梳月回过神来,冷冷地看了木槿的背影一眼后,这才整理了下脸上的表情,微笑着走上前去:“恭喜耿格格,恭喜婵格格,如今万福阁可是双喜临门,着实是大喜事呀。”
几人看到她来了,便讪讪地收了话头。没一会儿宋氏也过来了,武氏也差了人过来贺了声喜,万福阁里热闹了一会儿后,待人散去,便复又安静了下来。
年静怡是最后一个过来的,却也是带了最多贺仪的一个。
妍华看到她摇曳生姿的风情,神情恍惚了一下,眼下她与耿氏都怀了身孕,以后这侍寝的事情约莫是要落到年静怡身上去了吧。如此绰约柔美的女子,侍多了寝可是会将他的心勾走?

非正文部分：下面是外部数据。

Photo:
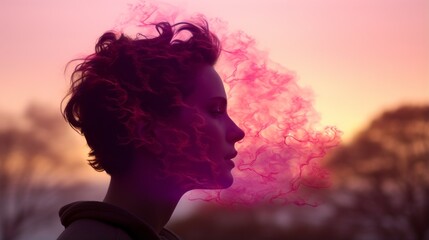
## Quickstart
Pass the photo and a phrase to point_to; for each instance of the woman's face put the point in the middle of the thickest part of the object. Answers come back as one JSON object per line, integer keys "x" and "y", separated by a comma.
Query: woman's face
{"x": 216, "y": 131}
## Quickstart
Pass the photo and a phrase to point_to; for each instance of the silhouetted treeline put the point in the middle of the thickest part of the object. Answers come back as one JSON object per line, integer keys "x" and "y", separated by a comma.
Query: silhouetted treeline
{"x": 36, "y": 171}
{"x": 380, "y": 191}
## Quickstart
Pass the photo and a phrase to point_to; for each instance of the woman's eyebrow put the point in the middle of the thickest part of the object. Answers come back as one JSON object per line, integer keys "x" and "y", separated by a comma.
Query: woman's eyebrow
{"x": 221, "y": 99}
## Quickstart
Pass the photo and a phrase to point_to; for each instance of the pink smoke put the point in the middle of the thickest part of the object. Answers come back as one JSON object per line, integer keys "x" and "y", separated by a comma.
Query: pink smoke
{"x": 281, "y": 152}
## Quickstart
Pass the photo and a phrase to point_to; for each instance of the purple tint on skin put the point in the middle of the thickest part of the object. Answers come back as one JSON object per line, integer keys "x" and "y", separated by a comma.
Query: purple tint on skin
{"x": 282, "y": 149}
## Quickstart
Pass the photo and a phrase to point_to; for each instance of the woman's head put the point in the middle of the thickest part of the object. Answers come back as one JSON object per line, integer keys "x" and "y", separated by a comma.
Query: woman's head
{"x": 129, "y": 87}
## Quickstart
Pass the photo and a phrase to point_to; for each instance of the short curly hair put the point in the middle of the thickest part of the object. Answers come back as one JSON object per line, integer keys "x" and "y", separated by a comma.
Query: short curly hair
{"x": 127, "y": 85}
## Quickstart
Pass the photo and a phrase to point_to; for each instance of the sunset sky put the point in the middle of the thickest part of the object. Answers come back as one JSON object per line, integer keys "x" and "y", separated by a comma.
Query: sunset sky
{"x": 359, "y": 56}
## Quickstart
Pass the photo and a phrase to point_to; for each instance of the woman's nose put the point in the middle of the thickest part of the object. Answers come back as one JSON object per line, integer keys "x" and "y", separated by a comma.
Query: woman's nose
{"x": 234, "y": 133}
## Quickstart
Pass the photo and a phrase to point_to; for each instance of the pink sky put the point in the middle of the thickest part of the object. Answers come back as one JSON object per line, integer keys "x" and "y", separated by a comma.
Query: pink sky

直到年静怡走到近前,她才从恍惚中回过神来。这是怎么了?真是够了,想开了娉娘的事情,眼下又想不开年静怡了。她暗自嘲笑了自己一把,才将心头的烦扰拂开。
年静怡像先前的那一批人一般,笑眯眯地贺了一番喜,待茶过三巡之后,她见妍华与耿氏待自己没方才那么疏离了,这才犹豫着说道:“我有一事不解,不知当问不当问。”
妍华闻言,转过眸子看向身边的耿素素,耿素素正好也极为默契地向她看来。二人以眼神交流了下,彼此都是不解,猜不透年静怡想问什么。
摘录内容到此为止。